BidirectionalLanguageModel(self,, text_field_embedder:allennlp.modules.text_field_embedders.text_field_embedder.TextFieldEmbedder, contextualizer:allennlp.modules.seq2seq_encoders.seq2seq_encoder.Seq2SeqEncoder, dropout:float=None, num_samples:int=None, sparse_embeddings:bool=False, initializer:allennlp.nn.initializers.InitializerApplicator=None, regularizer:Union[allennlp.nn.regularizers.regularizer_applicator.RegularizerApplicator, NoneType]=None) -> None

The BidirectionalLanguageModel applies a bidirectional "contextualizing" Seq2SeqEncoder to uncontextualized embeddings, using a SoftmaxLoss module (defined above) to compute the language modeling loss.
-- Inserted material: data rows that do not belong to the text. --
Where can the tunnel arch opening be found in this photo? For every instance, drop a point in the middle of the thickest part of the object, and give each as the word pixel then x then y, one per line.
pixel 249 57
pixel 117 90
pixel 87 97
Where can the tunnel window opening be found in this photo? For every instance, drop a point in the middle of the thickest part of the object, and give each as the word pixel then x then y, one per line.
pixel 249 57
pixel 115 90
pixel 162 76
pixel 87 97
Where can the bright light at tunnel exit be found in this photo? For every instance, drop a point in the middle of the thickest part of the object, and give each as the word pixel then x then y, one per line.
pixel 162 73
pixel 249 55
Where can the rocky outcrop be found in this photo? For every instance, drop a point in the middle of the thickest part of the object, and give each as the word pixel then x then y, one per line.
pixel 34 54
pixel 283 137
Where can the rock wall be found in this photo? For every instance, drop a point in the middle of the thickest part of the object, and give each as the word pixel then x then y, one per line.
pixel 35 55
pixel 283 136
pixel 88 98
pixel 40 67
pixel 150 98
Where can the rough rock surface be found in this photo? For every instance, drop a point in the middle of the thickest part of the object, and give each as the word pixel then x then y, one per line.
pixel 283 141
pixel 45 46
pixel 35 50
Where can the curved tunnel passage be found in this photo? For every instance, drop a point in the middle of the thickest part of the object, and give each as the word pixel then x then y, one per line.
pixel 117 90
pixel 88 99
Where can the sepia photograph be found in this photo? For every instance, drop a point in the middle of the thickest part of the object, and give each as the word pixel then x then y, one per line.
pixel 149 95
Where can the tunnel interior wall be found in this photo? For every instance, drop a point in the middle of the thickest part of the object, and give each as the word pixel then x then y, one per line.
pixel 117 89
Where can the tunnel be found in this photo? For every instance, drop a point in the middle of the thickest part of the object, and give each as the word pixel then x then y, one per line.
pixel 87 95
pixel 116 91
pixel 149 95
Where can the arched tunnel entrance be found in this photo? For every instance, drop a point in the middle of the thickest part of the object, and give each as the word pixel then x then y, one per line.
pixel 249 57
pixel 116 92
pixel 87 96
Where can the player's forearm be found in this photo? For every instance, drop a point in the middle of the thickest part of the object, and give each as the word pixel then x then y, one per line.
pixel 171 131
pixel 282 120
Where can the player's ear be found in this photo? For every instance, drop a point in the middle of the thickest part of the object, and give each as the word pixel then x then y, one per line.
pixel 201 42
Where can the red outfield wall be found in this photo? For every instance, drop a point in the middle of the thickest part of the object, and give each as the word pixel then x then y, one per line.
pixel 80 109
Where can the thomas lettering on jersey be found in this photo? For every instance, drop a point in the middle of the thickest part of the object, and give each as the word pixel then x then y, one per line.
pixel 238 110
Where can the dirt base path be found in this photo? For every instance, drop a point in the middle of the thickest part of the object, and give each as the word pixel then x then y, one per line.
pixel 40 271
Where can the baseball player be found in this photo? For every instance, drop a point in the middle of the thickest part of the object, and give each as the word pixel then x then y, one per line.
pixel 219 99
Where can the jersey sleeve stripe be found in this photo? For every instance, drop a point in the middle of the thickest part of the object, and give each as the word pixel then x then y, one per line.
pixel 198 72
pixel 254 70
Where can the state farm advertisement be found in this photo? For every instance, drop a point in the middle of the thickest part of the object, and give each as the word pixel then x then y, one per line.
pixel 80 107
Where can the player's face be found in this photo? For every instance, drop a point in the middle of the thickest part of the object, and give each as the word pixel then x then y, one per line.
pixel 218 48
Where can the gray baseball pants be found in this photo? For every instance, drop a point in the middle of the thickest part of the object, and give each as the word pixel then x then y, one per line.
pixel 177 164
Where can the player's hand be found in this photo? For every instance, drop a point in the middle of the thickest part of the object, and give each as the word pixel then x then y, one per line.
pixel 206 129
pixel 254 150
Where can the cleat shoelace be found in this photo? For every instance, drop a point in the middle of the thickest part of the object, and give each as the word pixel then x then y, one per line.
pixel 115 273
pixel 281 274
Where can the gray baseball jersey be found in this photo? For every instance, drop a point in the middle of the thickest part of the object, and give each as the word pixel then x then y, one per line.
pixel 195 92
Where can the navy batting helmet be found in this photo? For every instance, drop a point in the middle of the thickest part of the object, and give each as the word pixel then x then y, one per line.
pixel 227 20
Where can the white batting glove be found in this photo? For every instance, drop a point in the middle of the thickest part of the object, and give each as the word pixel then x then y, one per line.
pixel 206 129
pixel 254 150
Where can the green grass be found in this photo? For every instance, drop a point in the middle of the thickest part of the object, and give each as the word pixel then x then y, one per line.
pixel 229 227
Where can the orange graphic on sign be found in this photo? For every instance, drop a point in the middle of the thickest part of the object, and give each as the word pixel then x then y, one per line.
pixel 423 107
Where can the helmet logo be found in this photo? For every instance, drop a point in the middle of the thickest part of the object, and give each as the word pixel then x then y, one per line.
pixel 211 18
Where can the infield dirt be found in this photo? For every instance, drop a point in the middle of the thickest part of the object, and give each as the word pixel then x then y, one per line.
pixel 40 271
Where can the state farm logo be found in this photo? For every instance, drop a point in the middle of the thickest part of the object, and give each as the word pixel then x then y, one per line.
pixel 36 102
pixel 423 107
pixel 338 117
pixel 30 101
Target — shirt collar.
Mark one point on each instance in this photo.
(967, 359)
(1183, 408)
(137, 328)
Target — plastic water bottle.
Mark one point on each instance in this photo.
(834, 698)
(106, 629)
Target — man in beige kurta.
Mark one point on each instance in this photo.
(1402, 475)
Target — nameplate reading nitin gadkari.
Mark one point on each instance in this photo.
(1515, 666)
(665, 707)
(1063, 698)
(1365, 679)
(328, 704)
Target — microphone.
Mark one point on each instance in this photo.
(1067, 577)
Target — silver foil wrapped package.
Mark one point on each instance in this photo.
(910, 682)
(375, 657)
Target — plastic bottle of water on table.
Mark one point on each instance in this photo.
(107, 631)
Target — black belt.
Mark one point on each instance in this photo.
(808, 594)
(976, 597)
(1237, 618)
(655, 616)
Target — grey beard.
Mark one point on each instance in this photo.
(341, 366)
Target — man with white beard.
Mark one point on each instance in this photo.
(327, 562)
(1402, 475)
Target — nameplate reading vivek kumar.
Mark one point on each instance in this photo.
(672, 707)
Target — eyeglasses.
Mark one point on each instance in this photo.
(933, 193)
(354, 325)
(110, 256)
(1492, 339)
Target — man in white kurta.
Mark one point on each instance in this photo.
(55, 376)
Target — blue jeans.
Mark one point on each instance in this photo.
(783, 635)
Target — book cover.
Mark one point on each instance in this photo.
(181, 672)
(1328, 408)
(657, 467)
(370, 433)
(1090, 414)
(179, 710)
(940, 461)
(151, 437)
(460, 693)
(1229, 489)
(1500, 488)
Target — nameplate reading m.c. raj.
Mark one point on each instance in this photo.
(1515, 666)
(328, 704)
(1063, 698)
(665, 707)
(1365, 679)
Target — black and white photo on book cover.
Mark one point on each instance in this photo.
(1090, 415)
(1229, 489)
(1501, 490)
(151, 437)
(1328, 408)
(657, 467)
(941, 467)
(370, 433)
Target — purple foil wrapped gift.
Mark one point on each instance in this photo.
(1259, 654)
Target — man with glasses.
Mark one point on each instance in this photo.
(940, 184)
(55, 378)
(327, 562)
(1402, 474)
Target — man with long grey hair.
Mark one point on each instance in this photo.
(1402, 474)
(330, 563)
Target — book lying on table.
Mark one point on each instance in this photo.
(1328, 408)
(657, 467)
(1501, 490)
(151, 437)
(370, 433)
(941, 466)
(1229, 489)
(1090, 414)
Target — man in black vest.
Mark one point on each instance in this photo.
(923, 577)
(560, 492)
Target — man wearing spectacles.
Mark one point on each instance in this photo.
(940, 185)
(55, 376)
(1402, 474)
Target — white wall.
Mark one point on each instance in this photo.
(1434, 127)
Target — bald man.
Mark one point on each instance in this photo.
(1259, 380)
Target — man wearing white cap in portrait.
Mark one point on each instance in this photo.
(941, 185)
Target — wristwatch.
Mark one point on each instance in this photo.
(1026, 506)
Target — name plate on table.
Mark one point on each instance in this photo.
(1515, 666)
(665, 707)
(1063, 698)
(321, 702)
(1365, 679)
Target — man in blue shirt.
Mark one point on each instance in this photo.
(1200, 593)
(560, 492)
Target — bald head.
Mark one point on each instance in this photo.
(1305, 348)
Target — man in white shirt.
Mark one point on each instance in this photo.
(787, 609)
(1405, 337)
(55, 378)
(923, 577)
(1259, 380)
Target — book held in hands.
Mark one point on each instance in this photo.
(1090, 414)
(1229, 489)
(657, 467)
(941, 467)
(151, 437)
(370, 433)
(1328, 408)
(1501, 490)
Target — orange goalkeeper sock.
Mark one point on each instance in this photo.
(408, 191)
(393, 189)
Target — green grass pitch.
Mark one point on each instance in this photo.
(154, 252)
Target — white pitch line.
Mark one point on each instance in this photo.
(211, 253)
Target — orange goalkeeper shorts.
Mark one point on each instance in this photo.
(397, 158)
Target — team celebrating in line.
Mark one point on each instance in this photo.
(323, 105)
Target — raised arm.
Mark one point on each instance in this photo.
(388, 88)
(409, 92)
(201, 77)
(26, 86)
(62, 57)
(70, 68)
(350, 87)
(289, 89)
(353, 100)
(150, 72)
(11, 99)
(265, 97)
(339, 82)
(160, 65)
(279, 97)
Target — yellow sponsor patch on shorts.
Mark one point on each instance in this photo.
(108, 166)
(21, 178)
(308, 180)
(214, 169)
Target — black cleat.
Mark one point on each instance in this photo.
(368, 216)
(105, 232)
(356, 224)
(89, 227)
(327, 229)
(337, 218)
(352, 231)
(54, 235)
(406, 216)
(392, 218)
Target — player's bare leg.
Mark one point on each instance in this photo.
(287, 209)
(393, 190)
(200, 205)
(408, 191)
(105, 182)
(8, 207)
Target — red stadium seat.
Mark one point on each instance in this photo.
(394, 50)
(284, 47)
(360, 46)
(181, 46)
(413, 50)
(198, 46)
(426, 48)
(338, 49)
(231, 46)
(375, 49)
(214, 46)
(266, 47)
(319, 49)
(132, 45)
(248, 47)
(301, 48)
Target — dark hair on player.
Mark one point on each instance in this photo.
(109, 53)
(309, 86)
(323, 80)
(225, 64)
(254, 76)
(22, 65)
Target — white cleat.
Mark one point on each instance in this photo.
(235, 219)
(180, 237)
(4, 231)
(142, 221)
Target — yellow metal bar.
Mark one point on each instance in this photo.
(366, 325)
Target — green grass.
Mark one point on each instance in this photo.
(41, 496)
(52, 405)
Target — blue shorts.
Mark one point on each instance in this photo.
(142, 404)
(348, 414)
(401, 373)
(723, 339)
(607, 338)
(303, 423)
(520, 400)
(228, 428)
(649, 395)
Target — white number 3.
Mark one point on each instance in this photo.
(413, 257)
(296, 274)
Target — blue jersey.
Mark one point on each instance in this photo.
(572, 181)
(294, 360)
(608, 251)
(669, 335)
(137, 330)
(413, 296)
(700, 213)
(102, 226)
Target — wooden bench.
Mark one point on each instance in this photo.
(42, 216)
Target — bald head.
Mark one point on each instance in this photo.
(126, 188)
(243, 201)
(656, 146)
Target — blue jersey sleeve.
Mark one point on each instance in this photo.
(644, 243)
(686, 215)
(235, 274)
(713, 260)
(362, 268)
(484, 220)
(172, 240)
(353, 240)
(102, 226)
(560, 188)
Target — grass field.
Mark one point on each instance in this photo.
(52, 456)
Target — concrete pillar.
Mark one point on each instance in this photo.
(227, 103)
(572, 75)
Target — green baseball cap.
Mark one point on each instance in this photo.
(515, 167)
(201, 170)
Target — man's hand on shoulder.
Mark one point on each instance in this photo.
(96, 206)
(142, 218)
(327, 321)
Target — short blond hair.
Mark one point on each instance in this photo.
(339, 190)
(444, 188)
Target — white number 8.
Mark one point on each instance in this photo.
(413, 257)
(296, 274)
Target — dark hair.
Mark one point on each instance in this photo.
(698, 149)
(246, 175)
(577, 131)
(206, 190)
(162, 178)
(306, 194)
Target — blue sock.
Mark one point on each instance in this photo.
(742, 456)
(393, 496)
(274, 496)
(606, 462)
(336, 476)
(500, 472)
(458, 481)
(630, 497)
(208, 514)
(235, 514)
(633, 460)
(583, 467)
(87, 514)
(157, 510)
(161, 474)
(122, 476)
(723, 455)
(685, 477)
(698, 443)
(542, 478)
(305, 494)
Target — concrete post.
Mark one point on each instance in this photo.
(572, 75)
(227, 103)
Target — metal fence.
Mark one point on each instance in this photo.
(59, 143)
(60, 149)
It is IMPORTANT that your bidirectional Seq2SeqEncoder does not do any "peeking ahead". That is, for its forward direction it should only consider embeddings at previous timesteps, and for its backward direction only embeddings at subsequent timesteps. If this condition is not met, your language model is cheating.


  • vocab : Vocabulary
  • text_field_embedder : TextFieldEmbedder Used to embed the indexed tokens we get in forward.
  • contextualizer : Seq2SeqEncoder Used to "contextualize" the embeddings. As described above, this encoder must not cheat by peeking ahead.
  • dropout : float, optional (default: None) If specified, dropout is applied to the contextualized embeddings before computation of the softmax. The contextualized embeddings themselves are returned without dropout.
  • num_samples : int, optional (default: None) If provided, the model will use SampledSoftmaxLoss with the specified number of samples. Otherwise, it will use the full _SoftmaxLoss defined above.
  • sparse_embeddings : bool, optional (default: False) Passed on to SampledSoftmaxLoss if True.
  • regularizer : RegularizerApplicator, optional (default=None) If provided, will be used to calculate the regularization penalty during training.